Question

if the volume of a right circular cone of height 9 cm is 48π cm ^3 find the diameter of its Base.
( Pls dont reply the useless answers) ​

Answer 1

Given:-

• Volume of a right circular cone is 48π cm³.
• Height of right circular cone is 9 cm.

To find:-

• Diameter of its base.

Solution:-

• First we will find Radius of cone by using volume of cone and then for diameter of cone ,we use 2r.

We know that,

$\large \boxed{ \sf Volume \: of \: cone = \dfrac{1}{3}\pi {r}^{2} h }$

In which,

• r is Radius of cone.
• h is height of cone.

Volume of a right circular cone is 48π cm³.

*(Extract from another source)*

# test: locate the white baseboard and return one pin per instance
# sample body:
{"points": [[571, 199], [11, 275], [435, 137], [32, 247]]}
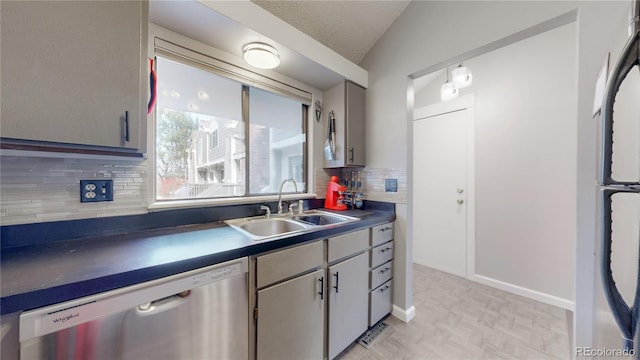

Height of right circular cone is 9 cm.

Put, Volume of cone and height of cone in formula,

$\implies \sf \dfrac{1}{3} \times \pi \times {r}^{2} \times 9 = 48\pi$

$\implies \sf \dfrac{1}{3} \times \pi \times {r}^{2} = \dfrac{48\pi}{9}$

$\implies \sf \dfrac{1}{3} \times {r}^{2} = \dfrac{48 \times \pi}{9 \times \pi}$

$\implies \sf \dfrac{1}{3} \times {r}^{2} = \dfrac{48}{9}$

$\implies \sf {r}^{2} = \dfrac{48}{9} \times \dfrac{3}{1}$

$\implies \sf {r}^{2} = \dfrac{144}{9}$

$\implies \sf {r}^{2} = 16$

$\implies \sf r = \sqrt{16}$

$\implies \sf r = 4$

So, r is Radius of cone = 4 cm.

As we know,

$\large \boxed{\sf Diameter = 2r}$

In which,

• r is Radius of cone.

$\implies \sf 2 \times 4$

$\implies \sf 8$

Therefore,

Base diameter of cone is 8 cm.

Answer 2

Given ,

Volume of cylinder = 48π cm³

Height (h) = 9 cm

We know that , the volume of cylinder is given by

$\boxed{ \tt{Volume = \frac{1}{3}\pi {(r)}^{2}h }}$

Thus ,

$\tt 48\pi = \frac{1}{3} \pi{(r)}^{2} \times 9$

$\tt 48 = {(r)}^{2} \times 3$

$\tt {(r)}^{2} = 16$

$\tt r = \pm \: 4 \: \: cm$

Since , the length can't be negative

Therefore , the radius of base of cylinder is 4 cm

Now , diameter = 2 × radius

Thus ,

Diameter = 2 × 4

Diameter = 8 cm

Therefore , the radius of base of cylinder is 8 cm